Israeli Prime Minister Benjamin Netanyahu has indicated that Israel is open to a deal with Hamas that would involve “ending the fighting” in Gaza, while setting out clear conditions for such an agreement.
His office stated that the Israeli delegation in Qatar is exploring various options, including US special envoy Steve Witkoff’s proposal for a short-term ceasefire coupled with a partial prisoner exchange, as well as the possibility of concluding the conflict through a comprehensive agreement.
“Even at this very moment, the negotiation team in Doha is working to exhaust every possibility for a deal – whether according to the Witkoff framework or as part of ending the fighting, which would include the release of all the hostages, the exile of Hamas terrorists, and the disarmament of the Gaza Strip,” the statement said.
It further emphasised that any ceasefire arrangement must include the exile of Hamas from Gaza and the complete disarmament of the enclave.
Meanwhile Reuters reported, quoting senior official that there has been little progress in the talks so far.
While, Netanyahu detailed ‘end of war’, reports stated that all north Gaza hospitals were ‘out of service’ as fresh Israeli strikes kill at least 103.
Dozens of injured patients are flooding into hospitals across northern Gaza, but the situation is dire as all public hospitals in the region have now been declared “out of service.” Sakher Hamad, director of Kamal Adwan Hospital in northern Gaza, told Al Jazeera, “There is no coordination for evacuating the [Kamal Adwan] hospital, and what is happening is a risk.”
The Health Ministry of Gaza announced that the Indonesian Hospital-the last remaining functional medical facility in the area-was recently raided by Israeli forces, rendering it non-operational.

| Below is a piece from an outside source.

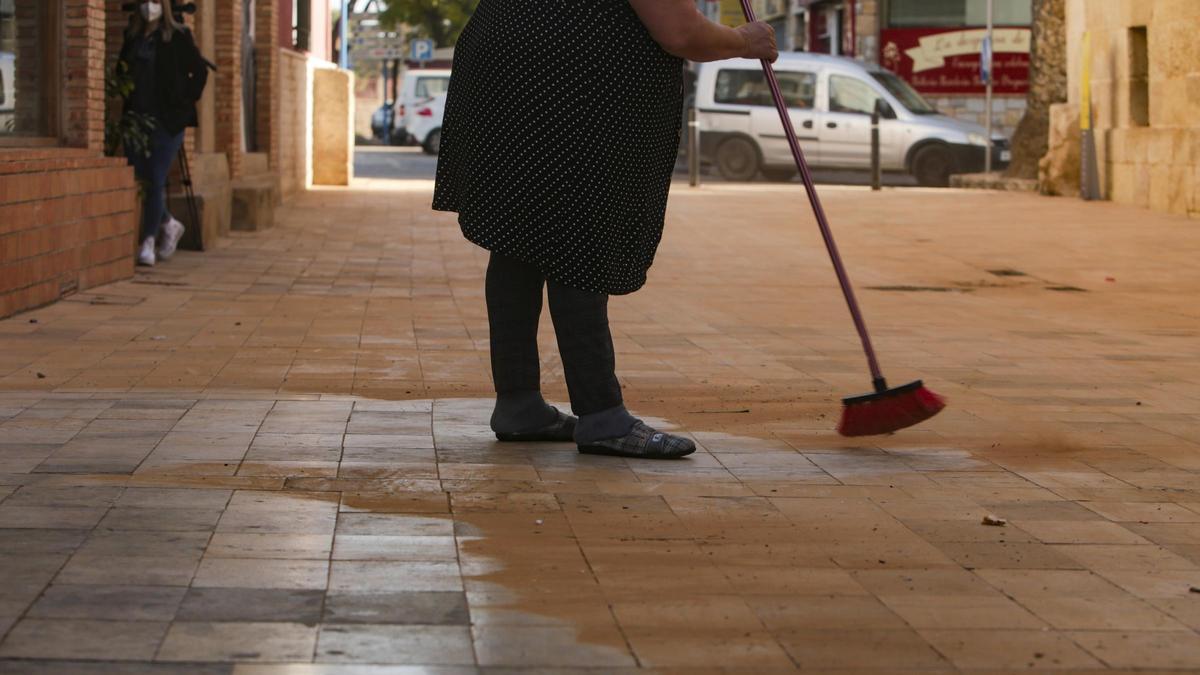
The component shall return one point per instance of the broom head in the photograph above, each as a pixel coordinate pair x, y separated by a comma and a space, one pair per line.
889, 410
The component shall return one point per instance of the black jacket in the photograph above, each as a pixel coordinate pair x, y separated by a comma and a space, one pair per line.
179, 78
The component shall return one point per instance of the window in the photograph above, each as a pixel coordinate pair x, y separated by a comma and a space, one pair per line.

The impounding of Gaza by Israel, erupted following Hamas’s cross-border attack in October 2023. A ceasefire that came into effect on 19 January this year was short-lived, ending in mid-March, although a separate ceasefire with Hezbollah in Lebanon has remained in place since late November.

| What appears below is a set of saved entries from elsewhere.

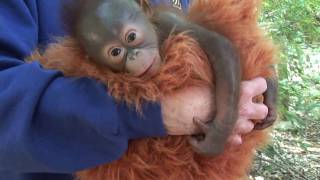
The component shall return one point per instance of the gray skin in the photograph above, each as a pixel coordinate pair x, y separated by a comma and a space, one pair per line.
103, 27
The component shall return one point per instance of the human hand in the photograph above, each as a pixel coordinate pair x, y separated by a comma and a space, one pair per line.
248, 109
179, 109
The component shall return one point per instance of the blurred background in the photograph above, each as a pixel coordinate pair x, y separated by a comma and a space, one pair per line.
294, 152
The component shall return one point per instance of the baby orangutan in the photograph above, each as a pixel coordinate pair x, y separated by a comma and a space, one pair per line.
118, 35
116, 42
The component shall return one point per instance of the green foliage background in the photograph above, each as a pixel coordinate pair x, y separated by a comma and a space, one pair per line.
294, 153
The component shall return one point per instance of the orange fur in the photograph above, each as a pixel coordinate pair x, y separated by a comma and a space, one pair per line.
185, 65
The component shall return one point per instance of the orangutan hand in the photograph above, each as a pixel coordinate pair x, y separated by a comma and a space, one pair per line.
248, 109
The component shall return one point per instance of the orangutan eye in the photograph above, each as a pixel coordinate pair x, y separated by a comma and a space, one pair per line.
131, 37
115, 52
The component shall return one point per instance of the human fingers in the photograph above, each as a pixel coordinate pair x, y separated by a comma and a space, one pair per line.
253, 87
253, 111
243, 126
235, 140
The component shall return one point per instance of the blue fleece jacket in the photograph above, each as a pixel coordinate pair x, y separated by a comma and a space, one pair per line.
50, 125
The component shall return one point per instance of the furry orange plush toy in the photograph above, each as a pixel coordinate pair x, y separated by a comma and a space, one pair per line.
186, 65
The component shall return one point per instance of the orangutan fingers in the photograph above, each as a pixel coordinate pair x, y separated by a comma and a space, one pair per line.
204, 128
270, 100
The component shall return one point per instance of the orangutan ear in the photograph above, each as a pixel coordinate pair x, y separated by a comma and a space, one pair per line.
146, 7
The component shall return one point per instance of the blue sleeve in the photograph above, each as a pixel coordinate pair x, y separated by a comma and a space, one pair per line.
49, 123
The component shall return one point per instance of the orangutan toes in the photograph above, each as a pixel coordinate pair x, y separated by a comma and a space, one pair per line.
210, 141
270, 100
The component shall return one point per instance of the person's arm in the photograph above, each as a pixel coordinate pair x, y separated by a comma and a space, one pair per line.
49, 123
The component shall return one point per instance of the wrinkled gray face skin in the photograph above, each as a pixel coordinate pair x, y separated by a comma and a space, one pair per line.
118, 34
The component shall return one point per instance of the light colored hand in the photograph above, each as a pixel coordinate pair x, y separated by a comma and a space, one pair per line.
248, 109
179, 109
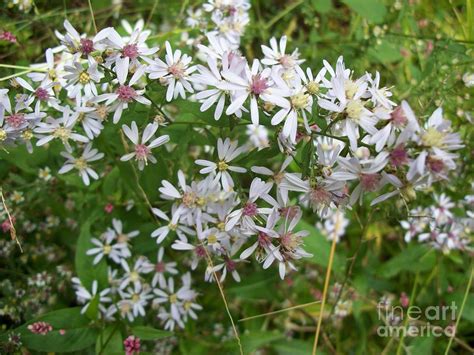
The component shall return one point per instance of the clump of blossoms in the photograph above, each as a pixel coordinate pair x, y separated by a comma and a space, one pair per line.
360, 147
441, 225
137, 285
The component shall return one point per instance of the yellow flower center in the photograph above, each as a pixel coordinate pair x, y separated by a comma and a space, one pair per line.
433, 138
134, 276
354, 109
80, 164
173, 298
212, 239
27, 135
107, 249
300, 100
222, 165
62, 133
84, 77
313, 87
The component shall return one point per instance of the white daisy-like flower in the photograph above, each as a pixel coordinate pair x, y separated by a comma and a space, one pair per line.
175, 72
61, 129
275, 54
142, 151
82, 163
125, 93
86, 296
226, 152
107, 247
82, 79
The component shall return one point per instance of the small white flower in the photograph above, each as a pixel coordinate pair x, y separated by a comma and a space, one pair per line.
82, 163
226, 151
142, 151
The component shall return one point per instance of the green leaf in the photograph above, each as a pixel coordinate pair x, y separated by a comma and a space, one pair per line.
110, 342
413, 259
322, 6
149, 333
373, 10
78, 335
292, 347
92, 310
316, 244
254, 341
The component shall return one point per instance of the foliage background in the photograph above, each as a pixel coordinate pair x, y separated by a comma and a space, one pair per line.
423, 48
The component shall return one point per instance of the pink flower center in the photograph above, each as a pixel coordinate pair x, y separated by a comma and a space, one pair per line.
287, 61
289, 212
142, 151
131, 51
177, 70
42, 94
399, 156
370, 182
16, 120
160, 267
259, 85
250, 209
398, 116
126, 93
87, 46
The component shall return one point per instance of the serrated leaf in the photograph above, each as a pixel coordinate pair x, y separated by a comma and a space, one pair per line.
372, 10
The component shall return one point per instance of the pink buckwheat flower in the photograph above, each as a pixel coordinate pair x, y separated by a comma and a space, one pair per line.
42, 328
132, 345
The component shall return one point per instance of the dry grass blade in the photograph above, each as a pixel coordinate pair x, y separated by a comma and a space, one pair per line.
280, 311
10, 219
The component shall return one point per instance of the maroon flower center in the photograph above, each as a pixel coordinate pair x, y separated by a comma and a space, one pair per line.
435, 165
289, 212
230, 265
398, 117
399, 156
263, 239
250, 209
160, 267
126, 93
16, 120
42, 94
370, 182
87, 46
200, 252
131, 51
142, 151
259, 85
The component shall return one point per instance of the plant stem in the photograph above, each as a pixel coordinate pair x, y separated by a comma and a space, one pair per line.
466, 294
326, 287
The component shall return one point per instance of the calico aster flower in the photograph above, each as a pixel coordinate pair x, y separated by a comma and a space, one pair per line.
142, 150
125, 93
82, 163
175, 72
226, 151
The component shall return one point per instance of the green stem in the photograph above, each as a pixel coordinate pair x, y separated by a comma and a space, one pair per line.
466, 294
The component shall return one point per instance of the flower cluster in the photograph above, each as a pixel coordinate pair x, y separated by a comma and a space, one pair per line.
440, 226
136, 283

Israel’s economy experienced moderate growth in the first quarter of 2025, despite the ongoing conflict in Gaza with the Palestinian Islamist group Hamas continuing to weigh heavily on economic activity.

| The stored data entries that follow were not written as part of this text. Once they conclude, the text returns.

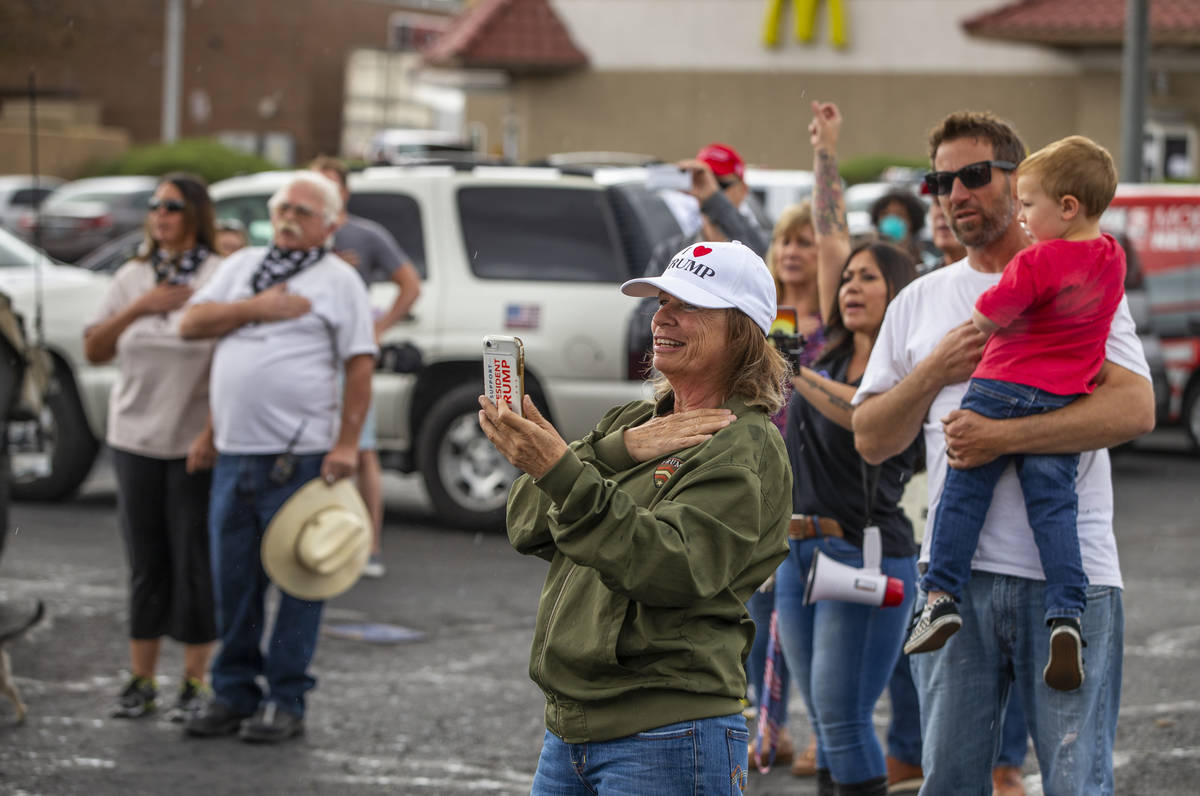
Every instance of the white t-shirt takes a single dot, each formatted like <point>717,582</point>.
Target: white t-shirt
<point>275,381</point>
<point>916,321</point>
<point>160,402</point>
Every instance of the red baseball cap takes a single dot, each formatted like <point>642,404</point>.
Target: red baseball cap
<point>723,160</point>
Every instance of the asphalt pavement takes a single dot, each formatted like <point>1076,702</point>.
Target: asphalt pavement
<point>453,711</point>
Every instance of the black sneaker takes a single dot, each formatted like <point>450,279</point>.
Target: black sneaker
<point>271,724</point>
<point>193,695</point>
<point>215,719</point>
<point>1065,669</point>
<point>137,699</point>
<point>936,622</point>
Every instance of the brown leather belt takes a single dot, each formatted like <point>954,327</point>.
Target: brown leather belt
<point>807,526</point>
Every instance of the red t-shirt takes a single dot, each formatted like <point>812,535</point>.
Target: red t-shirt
<point>1054,304</point>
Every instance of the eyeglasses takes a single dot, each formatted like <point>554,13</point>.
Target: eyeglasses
<point>169,205</point>
<point>973,175</point>
<point>301,210</point>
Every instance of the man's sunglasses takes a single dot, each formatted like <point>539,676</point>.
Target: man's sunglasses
<point>169,205</point>
<point>973,175</point>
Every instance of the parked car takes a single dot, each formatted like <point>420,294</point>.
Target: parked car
<point>523,251</point>
<point>21,193</point>
<point>529,252</point>
<point>108,257</point>
<point>52,454</point>
<point>397,147</point>
<point>1158,226</point>
<point>79,216</point>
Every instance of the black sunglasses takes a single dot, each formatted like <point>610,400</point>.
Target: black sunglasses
<point>169,205</point>
<point>973,175</point>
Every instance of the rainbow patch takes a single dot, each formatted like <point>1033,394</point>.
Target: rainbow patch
<point>665,470</point>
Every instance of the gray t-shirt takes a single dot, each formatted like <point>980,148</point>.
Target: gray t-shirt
<point>378,253</point>
<point>276,381</point>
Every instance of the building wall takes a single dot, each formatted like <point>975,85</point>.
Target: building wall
<point>883,36</point>
<point>256,66</point>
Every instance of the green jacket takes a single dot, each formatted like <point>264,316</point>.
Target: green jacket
<point>642,618</point>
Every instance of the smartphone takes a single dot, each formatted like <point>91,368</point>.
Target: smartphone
<point>667,177</point>
<point>504,370</point>
<point>786,321</point>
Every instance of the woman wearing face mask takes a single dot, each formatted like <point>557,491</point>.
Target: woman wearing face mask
<point>841,653</point>
<point>161,442</point>
<point>899,215</point>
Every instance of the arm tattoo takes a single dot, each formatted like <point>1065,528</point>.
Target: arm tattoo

According to a preliminary estimate released by the Central Bureau of Statistics on Sunday, gross domestic product (GDP) expanded at an annualised rate of 3.4% between January and March, closely matching the 3.5% forecast from a Reuters poll. On a per capita basis, GDP rose by 2.2% during the same period.
Despite the challenges, the economy showed resilience, supported by an 8.7% increase in investment, particularly a 28% surge in residential construction.
However, private consumption fell by 5%, exports declined by 1.8%, and government spending edged down slightly by 0.2%. Excluding the public sector, GDP growth was even stronger, at an annualised 4.4%
Meanwhile, the main Tel Aviv share indices rose by 1% on Sunday, signalling cautious optimism among investors amid the ongoing geopolitical tensions.